Based on our current operating plan, we believe that our existing resources, including cash generated from operations, as well as bank loans, will be sufficient to meet our working capital requirement for our current operations. However, in order to fully implement our business plan and continue our growth, we will require additional capital either from our stockholders or from outside sources.

ITEM 3. QUANTITATIVE AND QUALITATIVE DISCLOSURE ABOUT MARKET RISK.

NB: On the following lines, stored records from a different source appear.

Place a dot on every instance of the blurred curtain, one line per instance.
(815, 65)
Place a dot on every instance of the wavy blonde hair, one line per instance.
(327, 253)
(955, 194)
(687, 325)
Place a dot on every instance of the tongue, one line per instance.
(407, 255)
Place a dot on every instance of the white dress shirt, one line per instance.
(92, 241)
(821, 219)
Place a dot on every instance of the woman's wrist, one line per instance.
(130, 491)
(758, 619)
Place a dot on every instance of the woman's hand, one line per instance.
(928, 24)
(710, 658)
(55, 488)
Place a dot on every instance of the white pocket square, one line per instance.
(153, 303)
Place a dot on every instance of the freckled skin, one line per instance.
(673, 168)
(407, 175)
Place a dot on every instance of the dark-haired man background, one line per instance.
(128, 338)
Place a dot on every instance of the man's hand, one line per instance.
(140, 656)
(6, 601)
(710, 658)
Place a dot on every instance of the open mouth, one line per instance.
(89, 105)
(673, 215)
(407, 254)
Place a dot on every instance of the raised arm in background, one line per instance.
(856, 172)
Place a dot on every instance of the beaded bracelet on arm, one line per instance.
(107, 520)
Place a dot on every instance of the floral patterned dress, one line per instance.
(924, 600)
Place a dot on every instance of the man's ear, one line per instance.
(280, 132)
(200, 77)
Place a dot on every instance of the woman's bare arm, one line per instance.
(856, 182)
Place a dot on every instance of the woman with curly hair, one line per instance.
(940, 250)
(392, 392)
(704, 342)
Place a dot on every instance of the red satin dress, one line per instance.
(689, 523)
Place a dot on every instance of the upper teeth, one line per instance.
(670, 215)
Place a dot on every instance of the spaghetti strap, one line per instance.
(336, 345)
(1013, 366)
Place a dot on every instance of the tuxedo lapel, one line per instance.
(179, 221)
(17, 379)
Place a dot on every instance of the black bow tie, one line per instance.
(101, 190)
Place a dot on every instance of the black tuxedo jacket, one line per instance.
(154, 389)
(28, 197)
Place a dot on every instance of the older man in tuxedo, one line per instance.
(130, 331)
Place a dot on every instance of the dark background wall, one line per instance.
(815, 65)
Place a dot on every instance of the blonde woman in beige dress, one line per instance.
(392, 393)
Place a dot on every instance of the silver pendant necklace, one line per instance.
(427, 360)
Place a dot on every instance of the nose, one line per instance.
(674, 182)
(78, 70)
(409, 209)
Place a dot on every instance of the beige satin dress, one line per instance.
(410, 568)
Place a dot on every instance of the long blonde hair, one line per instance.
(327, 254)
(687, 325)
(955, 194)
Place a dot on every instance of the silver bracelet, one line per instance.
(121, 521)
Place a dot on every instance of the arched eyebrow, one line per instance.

As a “smaller reporting company,” as defined by Item 10 of Regulation S-K, the Company is not required to provide this information.

ITEM 4. CONTROLS AND PROCEDURES.

Evaluation of Disclosure Controls and Procedures

We maintain disclosure controls and procedures (as defined in Rules 13a-15(e) under the Exchange Act) that are designed to ensure that information that would be required to be disclosed in Exchange Act reports is recorded, processed, summarized and reported within the time period specified in the SEC's rules and forms, and that such information is accumulated and communicated to our management, including to the Chief Executive Officer and Chief Financial Officer, as appropriate, to allow timely decisions regarding required disclosure.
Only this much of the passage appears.